Gowan then created designs for projects such as Schreiber House in West Hampstead, built in 1964 for furniture designer Chaim Schreiber, for which Gowan designed bespoke fitted-furniture that Schreiber subsequently made. Almost two decades later, in 1982, Gowan designed a second house for Schreiber, in Chester.

Gowan also worked on large housing schemes in Greenwich and East Hanningfield. Later in the 1990s, he began to work on a series of Italian hospitals and care homes, notably the Istituto Clinico Humanitas near Milan., Clinica Humanitas Gavazzeni in Bergamo, Techint offices in Milan, all in association with the Italian Architect Renato Restelli.

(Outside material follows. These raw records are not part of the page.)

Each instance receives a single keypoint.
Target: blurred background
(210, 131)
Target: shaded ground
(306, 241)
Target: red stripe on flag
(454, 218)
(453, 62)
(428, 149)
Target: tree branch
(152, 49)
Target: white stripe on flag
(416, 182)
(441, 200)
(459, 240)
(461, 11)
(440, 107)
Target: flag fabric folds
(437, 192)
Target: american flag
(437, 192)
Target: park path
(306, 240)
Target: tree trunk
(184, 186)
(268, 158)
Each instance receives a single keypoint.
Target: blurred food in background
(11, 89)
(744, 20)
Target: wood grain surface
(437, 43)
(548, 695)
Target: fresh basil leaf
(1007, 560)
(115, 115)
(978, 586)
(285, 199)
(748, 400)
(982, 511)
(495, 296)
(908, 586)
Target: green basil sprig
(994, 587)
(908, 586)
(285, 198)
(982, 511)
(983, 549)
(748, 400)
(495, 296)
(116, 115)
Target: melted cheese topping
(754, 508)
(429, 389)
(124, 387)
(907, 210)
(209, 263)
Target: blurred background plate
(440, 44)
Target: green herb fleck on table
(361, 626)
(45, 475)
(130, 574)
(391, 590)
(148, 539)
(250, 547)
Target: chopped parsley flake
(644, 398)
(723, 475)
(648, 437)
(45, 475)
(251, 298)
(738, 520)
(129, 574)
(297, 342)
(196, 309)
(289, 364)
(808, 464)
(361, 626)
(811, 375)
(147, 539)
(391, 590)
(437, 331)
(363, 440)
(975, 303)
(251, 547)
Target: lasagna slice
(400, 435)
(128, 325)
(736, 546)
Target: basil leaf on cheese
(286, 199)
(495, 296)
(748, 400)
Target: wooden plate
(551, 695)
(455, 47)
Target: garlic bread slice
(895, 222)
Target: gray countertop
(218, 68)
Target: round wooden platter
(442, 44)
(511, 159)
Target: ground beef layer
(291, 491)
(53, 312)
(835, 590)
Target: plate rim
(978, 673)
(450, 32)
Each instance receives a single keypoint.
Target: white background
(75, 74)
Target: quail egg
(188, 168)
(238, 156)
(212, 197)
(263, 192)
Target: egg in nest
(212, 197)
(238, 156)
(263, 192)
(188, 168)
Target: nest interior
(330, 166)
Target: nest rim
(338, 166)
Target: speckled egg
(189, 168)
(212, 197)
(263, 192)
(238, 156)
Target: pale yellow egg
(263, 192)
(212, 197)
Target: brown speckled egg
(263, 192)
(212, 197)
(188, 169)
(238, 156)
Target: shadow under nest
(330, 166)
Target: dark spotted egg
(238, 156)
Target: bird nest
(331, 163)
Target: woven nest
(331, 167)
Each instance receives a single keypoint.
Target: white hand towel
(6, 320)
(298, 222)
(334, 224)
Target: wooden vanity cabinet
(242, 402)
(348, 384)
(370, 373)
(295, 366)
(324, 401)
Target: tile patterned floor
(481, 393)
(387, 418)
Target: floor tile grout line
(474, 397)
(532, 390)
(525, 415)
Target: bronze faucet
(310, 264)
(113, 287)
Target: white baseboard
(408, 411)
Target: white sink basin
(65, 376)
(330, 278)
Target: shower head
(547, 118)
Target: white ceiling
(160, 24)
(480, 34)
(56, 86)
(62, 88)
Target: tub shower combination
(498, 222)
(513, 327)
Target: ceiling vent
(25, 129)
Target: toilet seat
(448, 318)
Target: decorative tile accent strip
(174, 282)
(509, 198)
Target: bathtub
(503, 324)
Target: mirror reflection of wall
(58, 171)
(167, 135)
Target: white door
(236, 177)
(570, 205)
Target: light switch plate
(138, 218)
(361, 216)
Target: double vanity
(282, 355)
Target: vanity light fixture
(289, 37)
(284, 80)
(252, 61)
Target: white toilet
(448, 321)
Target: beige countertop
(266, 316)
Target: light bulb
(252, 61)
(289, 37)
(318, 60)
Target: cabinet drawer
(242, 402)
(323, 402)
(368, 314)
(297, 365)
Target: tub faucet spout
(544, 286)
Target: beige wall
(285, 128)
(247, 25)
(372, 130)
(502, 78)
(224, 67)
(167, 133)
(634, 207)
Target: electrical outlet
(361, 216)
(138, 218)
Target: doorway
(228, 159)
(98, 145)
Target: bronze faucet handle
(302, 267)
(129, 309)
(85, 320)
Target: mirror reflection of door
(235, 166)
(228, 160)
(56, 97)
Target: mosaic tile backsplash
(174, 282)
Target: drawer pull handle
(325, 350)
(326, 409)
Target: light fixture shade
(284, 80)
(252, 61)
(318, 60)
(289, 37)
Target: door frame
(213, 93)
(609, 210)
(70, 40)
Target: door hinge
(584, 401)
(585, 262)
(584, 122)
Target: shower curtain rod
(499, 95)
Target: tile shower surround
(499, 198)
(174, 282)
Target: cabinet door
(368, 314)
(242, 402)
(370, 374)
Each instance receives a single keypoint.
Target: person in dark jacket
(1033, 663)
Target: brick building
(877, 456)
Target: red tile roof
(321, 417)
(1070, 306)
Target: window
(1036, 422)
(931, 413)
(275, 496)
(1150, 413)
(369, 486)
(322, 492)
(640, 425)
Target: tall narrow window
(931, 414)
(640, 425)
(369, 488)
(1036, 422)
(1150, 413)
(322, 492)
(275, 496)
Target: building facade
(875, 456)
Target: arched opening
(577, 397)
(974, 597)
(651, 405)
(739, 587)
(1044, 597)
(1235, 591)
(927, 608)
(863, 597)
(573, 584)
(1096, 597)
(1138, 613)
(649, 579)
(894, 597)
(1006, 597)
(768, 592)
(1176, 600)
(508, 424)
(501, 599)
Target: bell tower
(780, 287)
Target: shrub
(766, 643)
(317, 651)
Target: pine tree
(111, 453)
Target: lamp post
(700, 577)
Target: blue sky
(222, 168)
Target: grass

Gowan did not receive the personal recognition to match the boldness of his designs and his contribution to the work with Stirling was unfairly understated. His career after the split did not reach the heights of his partner's, but he was recognised as a very influential teacher at the Architectural Association School of Architecture, Heriot-Watt University, and the Royal College of Art. His mentoring can be seen to have borne fruit in the work of Richard Rogers, Peter Cook, Quinlan Terry amongst others. He was appointed Bannister Fletcher Professor at University College London in 1975 and also taught in the US as visiting professor.

National Life Stories conducted an oral history interview (C467/101) with James Gowan in 2012-13 for its Architects Lives' collection held by the British Library.